When Phoenix playwright and actor Kim Porter lived in San Francisco, she and her husband took a road trip to Las Vegas. The moment they crossed the California border and saw the shining lights of a city, they got excited. "There it is! Las Vegas!" they exclaimed, driving on only to find it was not Las Vegas, but Primm, Nevada, a "tiny little blip on the map," 38 miles from their destination.

"It was a false, lesser, more easily arrived at destination, but it had totally tricked me into thinking we had arrived," Porter says.

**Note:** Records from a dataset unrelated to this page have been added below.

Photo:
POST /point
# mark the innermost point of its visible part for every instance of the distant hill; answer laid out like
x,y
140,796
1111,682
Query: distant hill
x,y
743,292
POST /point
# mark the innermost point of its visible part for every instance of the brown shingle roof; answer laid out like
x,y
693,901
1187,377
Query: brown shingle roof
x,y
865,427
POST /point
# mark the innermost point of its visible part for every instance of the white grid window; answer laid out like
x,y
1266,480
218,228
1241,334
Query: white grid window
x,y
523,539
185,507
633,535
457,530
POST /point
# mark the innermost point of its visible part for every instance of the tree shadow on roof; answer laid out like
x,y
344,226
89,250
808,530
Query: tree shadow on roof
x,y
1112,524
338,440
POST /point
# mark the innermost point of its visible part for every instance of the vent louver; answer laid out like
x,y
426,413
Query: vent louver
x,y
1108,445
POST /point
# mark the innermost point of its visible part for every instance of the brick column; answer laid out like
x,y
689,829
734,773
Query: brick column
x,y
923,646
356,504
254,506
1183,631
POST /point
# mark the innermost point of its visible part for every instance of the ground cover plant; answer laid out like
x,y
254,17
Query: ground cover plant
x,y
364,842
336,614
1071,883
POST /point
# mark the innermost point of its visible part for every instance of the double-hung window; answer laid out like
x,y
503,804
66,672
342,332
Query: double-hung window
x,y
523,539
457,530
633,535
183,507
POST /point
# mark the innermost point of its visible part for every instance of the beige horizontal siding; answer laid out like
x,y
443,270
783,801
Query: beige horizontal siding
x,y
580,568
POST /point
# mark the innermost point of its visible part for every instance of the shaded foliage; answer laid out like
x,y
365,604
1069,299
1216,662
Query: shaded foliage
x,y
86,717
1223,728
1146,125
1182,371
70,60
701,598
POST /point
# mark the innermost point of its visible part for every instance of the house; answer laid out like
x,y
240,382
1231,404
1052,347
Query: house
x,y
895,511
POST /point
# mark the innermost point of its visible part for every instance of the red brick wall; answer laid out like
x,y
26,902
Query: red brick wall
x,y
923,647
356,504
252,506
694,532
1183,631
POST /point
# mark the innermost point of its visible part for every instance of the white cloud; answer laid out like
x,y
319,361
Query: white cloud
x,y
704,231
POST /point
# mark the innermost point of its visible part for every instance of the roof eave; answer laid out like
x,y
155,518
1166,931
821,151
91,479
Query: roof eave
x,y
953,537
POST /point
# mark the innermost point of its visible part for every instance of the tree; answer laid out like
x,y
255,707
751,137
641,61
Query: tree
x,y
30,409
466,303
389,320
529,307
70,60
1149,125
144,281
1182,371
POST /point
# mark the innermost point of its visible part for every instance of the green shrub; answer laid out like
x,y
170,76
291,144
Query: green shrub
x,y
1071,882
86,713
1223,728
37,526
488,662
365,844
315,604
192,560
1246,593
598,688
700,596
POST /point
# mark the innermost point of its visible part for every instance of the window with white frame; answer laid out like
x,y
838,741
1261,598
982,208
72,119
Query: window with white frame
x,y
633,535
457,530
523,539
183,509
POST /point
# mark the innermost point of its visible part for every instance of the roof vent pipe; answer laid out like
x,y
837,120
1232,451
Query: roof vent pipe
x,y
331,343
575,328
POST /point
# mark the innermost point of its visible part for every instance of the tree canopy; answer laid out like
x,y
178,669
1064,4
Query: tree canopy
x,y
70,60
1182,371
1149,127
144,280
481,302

Writing well, Porter says, is about working through drafts to get to the truth — or driving farther past the illusion of Vegas to the real deal. Just as Primm was "like a diminished version of Vegas," early drafts are "like the diminished twin sister of what you're trying to say," Porter says. "It's not about whether you make it funny or sad. It's about making it true. If something isn't working, it's because you haven't quite gotten to the truth of it."

Many of Porter's plays are "semiautobiographical," and she performs in most of them. Tattle-Tale tells the story of three sisters growing up in suburban Texas, focusing on the youngest — "a show off and a sissy and worst of all a tattle tale" named . . . Kim. Knock on Wood's about a girl with a habit of knocking on wood 200 times a day; it draws from quirky family stories Porter heard as a child.

Since moving to Phoenix five years ago, Porter's found another passion. In addition to penning and performing her plays, she also teaches writing for the stage and solo workshops at Space 55 theater. "It's been fun. It's also very challenging," she says. "But my greatest love is helping other people do their stuff."

Porter's mantra: "Writing is rewriting." She also stresses story flow and substance. "To have good art, you have to make sense of it and understand the point you're making," she says.

Even a fictional yarn like Blue Galaxy, Porter's unproduced musical "about urban hipsters who do the retro club scene," features such themes as acceptance, rejection, and estrangement. The plot revolves around the daughter of a famous rock star (now in a nursing home) and the man pursuing her, and includes "a lot of parking lot sex and fellatio." Porter says she's "waiting for the right people to come along and help me produce it."

Her latest plays, Wake of the Bounty and Drifting (both being performed at the Phoenix Fringe Festival this weekend), are drawn from Porter's love for true ocean-survival stories. She says the latter's a comedy, while Wake of the Bounty is "about saving yourself from despair by appreciating what you have."

She says both plays are metaphors for the isolation of a housewife and living in the desert. "Phoenix is like a life raft," she says. "If we got stranded and nobody brought us water, a lot of us wouldn't make it."